# Questions on Layup process / schedule on skiff



## cor21e (May 4, 2011)

I am looking to build a boat similar to an ipb 16 or an suv 17 native ankona. 

I want to make a plug, then a mold, then a hull. Once i have a nice mold, What kind of lamination schedule would you guys recommend on the finished product on a hull? Also a timeline schedule?

thanks so much


----------



## Brett (Jul 16, 2008)

Timeline....2 plus years for a part time amateur, if you don't lose interest.
Layup schedule depends on hull shape, framing, stringers, bulkheads and desired horsepower.
Final cost in materials and tools will be more than a bare hull Ankona.


----------



## cor21e (May 4, 2011)

It will be 16-17 feet and run a 25 hp to 40 hp. Im not doing it by myself a bunch of friends are investing in the design and work. Then we will pull at least 6 boats off of the mold.

It will be a flat bottom with a v bow. pretty simple setup. What would that schedule look like? 

Thanks in advance


----------



## mudd_minnow (Oct 13, 2010)

Hey cor21ee,
I'm rebuilding a boat (slowly) and had a lot of questions on how to repair my 1967 skeeter boat. My flooring and the transome was rotten.

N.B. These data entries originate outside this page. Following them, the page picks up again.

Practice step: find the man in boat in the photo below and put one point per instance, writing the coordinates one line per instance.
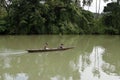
(46, 46)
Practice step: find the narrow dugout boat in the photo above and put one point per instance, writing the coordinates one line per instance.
(49, 49)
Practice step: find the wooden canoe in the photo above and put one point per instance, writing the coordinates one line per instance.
(47, 50)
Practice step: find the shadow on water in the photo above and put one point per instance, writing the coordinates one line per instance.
(8, 52)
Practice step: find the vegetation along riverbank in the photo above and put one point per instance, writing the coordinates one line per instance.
(57, 17)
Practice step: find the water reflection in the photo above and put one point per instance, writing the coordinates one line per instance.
(93, 67)
(19, 76)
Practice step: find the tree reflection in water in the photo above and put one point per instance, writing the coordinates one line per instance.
(19, 76)
(96, 69)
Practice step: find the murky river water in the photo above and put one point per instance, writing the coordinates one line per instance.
(93, 58)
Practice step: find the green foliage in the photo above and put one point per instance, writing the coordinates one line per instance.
(112, 19)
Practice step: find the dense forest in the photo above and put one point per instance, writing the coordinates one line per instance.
(57, 17)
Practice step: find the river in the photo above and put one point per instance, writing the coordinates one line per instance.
(93, 58)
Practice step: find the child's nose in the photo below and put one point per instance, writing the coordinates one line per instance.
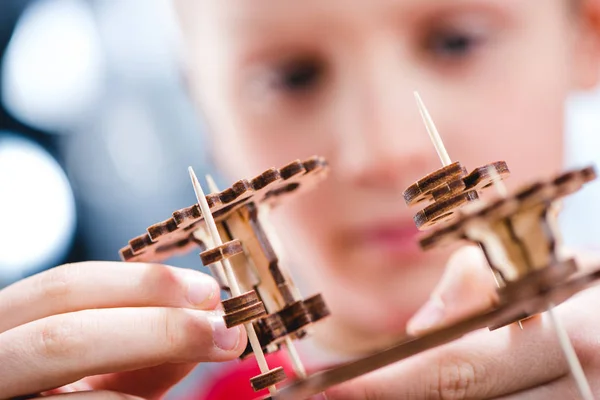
(384, 142)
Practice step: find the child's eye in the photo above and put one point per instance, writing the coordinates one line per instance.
(451, 44)
(298, 76)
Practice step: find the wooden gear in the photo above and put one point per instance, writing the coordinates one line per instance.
(448, 189)
(269, 300)
(530, 289)
(518, 234)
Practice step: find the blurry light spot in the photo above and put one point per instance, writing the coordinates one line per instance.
(37, 208)
(53, 65)
(134, 147)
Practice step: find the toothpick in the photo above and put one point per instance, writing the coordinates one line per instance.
(433, 133)
(567, 347)
(498, 182)
(232, 281)
(295, 358)
(501, 189)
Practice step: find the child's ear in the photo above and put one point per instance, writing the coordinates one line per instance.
(587, 46)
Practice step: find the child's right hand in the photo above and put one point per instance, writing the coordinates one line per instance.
(135, 329)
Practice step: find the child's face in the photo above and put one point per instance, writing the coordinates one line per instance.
(281, 80)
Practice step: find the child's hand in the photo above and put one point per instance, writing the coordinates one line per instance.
(506, 363)
(136, 329)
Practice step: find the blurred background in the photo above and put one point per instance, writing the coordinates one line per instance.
(96, 132)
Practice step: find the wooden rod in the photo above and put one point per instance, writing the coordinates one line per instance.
(433, 132)
(232, 281)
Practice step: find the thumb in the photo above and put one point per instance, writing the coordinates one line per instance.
(467, 286)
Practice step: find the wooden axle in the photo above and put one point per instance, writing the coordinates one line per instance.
(448, 189)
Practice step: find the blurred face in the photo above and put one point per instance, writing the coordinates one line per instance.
(284, 80)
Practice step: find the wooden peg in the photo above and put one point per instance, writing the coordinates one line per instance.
(232, 281)
(433, 133)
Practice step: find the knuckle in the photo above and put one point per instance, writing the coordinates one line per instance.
(457, 378)
(58, 340)
(185, 334)
(57, 283)
(161, 279)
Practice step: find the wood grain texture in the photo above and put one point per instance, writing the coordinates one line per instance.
(226, 250)
(532, 195)
(449, 189)
(173, 236)
(267, 379)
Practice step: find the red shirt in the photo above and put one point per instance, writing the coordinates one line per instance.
(233, 381)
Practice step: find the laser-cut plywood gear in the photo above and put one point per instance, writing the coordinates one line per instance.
(448, 189)
(270, 300)
(174, 235)
(535, 274)
(519, 235)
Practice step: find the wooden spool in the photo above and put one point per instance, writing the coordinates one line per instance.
(448, 189)
(316, 307)
(237, 303)
(520, 239)
(220, 253)
(270, 378)
(295, 316)
(242, 309)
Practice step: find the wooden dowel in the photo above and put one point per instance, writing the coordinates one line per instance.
(433, 133)
(567, 347)
(291, 349)
(232, 281)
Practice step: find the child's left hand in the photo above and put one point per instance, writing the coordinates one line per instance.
(507, 363)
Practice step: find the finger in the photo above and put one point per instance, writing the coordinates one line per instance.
(467, 286)
(563, 388)
(61, 349)
(81, 286)
(485, 364)
(95, 395)
(149, 383)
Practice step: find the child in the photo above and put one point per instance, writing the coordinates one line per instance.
(284, 80)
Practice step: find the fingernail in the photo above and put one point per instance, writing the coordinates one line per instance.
(223, 337)
(428, 316)
(201, 289)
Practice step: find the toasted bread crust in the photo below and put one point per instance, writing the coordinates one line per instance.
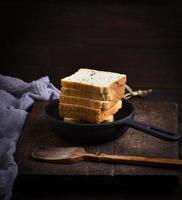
(115, 93)
(93, 88)
(78, 121)
(86, 113)
(103, 105)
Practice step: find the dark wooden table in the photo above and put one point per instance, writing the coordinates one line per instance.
(55, 38)
(118, 181)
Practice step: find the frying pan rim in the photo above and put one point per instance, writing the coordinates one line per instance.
(103, 125)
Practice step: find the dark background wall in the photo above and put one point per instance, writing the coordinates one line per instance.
(55, 38)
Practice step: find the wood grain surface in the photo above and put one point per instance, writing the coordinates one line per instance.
(38, 132)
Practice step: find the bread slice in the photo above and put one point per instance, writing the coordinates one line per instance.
(103, 105)
(117, 93)
(93, 80)
(86, 113)
(78, 121)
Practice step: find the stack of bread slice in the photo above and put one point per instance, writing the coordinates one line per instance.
(92, 96)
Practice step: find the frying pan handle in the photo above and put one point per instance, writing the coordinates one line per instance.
(152, 130)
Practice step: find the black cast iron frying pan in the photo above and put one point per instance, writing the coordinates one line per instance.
(100, 133)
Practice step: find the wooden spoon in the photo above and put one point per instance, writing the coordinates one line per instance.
(76, 154)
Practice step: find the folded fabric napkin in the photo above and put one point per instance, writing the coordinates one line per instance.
(16, 96)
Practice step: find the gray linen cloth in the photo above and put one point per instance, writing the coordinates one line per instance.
(16, 96)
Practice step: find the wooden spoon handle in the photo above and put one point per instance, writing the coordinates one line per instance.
(134, 160)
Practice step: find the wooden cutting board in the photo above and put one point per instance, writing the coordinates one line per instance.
(37, 131)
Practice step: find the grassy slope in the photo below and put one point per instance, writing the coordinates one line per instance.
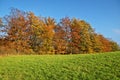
(61, 67)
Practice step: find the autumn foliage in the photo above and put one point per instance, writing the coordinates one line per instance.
(25, 33)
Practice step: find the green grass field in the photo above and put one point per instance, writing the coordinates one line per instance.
(104, 66)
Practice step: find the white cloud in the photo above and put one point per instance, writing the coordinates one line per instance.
(117, 31)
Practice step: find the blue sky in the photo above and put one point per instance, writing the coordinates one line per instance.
(102, 15)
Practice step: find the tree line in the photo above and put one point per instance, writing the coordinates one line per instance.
(25, 33)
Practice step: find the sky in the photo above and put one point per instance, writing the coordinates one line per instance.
(102, 15)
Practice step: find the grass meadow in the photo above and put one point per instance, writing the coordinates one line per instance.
(100, 66)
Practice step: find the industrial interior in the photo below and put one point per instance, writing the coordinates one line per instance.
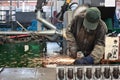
(33, 42)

I've removed all the flooring and replaced the transome. This has been a fantastic learning experence with the process. The best part is going to a custom boat manufacture and watching the process has been great.

   I've been visiting a boat manufacture for the last 8 months. The building process is awsome. I've picked up several (how to ideas) from them. My best advice would be to invest in the time to go to a custom builder, watch their processes, ask good quallity questions and help out where you can. It has been a jaw dropping experences.  

my 2 cents.


----------



## cor21e (May 4, 2011)

No lamination schedule ideas?


----------



## Brett (Jul 16, 2008)

Had to dig around in my old links to find this reference page.
Explains how scantlings are calculated, excellent white paper
on the subject with tables and graphs included.

http://proboatradio.com/2012/07/12/rob-schofield-on-scantlings/

The rule of thumb that I was taught is quoted in the white paper:

"Start with 2 layers of mat, then for every 10 feet of hull length 2 plys of mat and woven roving"


----------



## DuckNut (Apr 3, 2009)

There are a few people on here that could give you a lamination schedule and I think the reason you are not getting specifics is because of liability.

The lamination schedule is determined by the designer/nautical engineer.

Sorry. Try your question on boatdesign.net. Lots of engineers there.


----------